La première chose qu’on peut affirmer c’est que plus aucun historien sérieux ne remet en cause l’existence de Jésus. Il y en a même un qui a récemment très fortement bousculé une star de l’athéisme qui prétendait le contraire. Voici ce que dit Jean-Marie Salamito, professeur spécialisé dans le christianisme ancien à La Sorbonne et auteur de « Monsieur Onfray au pays des mythes ». (Salvator, mai 2017), à propos du récent livre de Michel Onfray « Décadence » (Flammarion 2017) :

« Le Jésus de Michel Onfray est tellement fantasmé – vu à travers des écrits apocryphes, des œuvres d’art très postérieures à l’époque de sa prédication… – qu’on a l’impression que tout a été retenu sauf, précisément, ce qui permet d’avoir des informations exploitables du point de vue de l’historien. C’est très curieux : cela consiste à prendre les sources les moins fiables ou ce qui n’a même pas le statut de source pour dire : « Voilà, il y a toute cette élaboration fictive autour de Jésus, donc Jésus n’existe pas. » Or des sources fiables existent bien, même si elles doivent être interprétées selon des méthodes scientifiques éprouvées. »
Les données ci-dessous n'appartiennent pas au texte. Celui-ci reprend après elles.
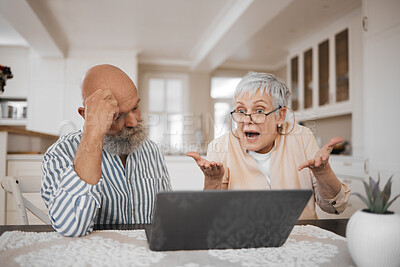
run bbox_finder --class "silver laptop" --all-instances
[145,190,312,251]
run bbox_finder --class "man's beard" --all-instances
[103,121,148,155]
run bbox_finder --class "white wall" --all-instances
[0,47,138,135]
[0,47,30,98]
[363,0,400,213]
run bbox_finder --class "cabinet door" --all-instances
[6,160,47,225]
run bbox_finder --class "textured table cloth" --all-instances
[0,225,354,267]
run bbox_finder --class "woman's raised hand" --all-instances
[297,137,343,173]
[186,151,225,189]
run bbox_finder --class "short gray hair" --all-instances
[234,72,290,108]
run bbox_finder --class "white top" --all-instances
[248,149,272,187]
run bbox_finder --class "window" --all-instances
[304,49,313,108]
[211,77,241,138]
[335,29,349,102]
[318,40,329,106]
[290,57,299,111]
[147,77,185,154]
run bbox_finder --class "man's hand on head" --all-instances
[84,89,119,138]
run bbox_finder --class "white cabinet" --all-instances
[3,155,47,225]
[287,9,362,121]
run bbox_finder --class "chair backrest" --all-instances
[1,176,50,225]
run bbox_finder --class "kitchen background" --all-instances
[0,0,400,224]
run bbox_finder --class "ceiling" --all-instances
[0,0,361,71]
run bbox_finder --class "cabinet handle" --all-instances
[364,159,369,174]
[363,16,368,32]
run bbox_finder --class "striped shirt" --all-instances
[41,131,171,236]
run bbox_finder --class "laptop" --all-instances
[145,190,312,251]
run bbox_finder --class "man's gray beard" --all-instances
[103,121,148,155]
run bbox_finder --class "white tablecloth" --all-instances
[0,225,354,267]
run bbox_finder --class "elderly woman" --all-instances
[187,72,350,219]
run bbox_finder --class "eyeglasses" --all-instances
[231,106,282,123]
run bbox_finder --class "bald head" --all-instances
[82,64,137,103]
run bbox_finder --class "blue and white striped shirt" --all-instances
[41,131,171,236]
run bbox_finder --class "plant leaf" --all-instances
[384,194,400,212]
[352,193,372,210]
[357,181,373,206]
[372,194,385,213]
[369,177,380,207]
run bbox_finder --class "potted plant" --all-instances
[346,175,400,267]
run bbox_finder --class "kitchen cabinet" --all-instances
[287,9,362,121]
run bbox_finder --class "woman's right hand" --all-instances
[186,151,225,189]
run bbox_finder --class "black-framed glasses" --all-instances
[231,106,282,123]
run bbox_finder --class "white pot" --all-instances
[346,210,400,267]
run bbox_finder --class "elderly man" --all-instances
[41,65,171,236]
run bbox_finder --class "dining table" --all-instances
[0,219,355,267]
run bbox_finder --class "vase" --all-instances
[346,210,400,267]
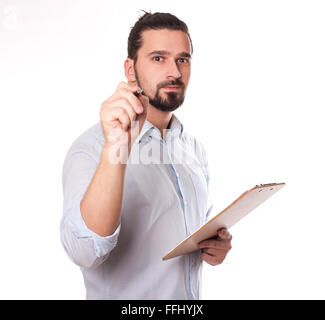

Cette polémique montre donc qu’il faut fortement se méfier des affirmations très orientées de non spécialistes…

Les sources

Les premières sources pour connaître Jésus sont bien sûr les écrits du Nouveau Testament (2nde partie de la Bible). Il faut donc les lire et se poser des questions simples : sommes-nous face à un style « contes et légendes » ou à un récit de témoins oculaires ? Ce qui est raconté est-il crédible ? Les enseignements s’ancrent-ils dans la réalité ?

Mais il faut surtout se demander s’ils sont fiables ! Plusieurs arguments vont dans ce sens :

QNous possédons des milliers de manuscrits du Nouveau Testament

Le plus ancien fragment d’un évangile date de 130 de notre ère et le plus ancien Nouveau Testament complet date du IVème siècle de notre ère avec bien sûr des compilations plus partielles entre ces deux périodes.

Vous êtes déçus qu’on n’ait pas les originaux ? Mais on ne les a pour aucune œuvre antique ! Vous pensez que ces manuscrits sont trop éloignés de l’époque de Jésus ? Vous savez combien de siècles séparent le plus ancien manuscrit de la Guerre des gaules de Jules César en notre possession des événements qu’il relate ? Il y a 10 siècles soit 1000 ans et il n’y en a que 9 autres copies ! Pourtant les historiens prennent ce document comme une vraie source historique. L’avantage d’avoir ces milliers de manuscrits du Nouveau Testament (NT), c’est qu’on peut les comparer pour y voir les erreurs ou les ajouts tardifs. Sir Frederic G. Kenyon, l’ancien directeur et bibliothécaire en chef du British Museum en conclut que : « Leur nombre mis à part, les manuscrits du NT différent de ceux des auteurs classiques… Dans aucun autre cas, le laps de temps écoulé entre la composition (rédaction) du livre et la date des premiers manuscrits existants n’est aussi court que dans celui du Nouveau Testament. »

Deux indices internes au Nouveau testament plaident pour une courte distance entre les faits et la rédaction :

1) il n’y a aucune mention de la destruction de Jérusalem en 70 de notre ère. Or, Jésus l’avait prophétisée et il aurait été vraiment idéal de mentionner cette preuve de l’identité divine de Jésus si elle s’était produite avant l’écriture des évangiles ou des lettres des apôtres.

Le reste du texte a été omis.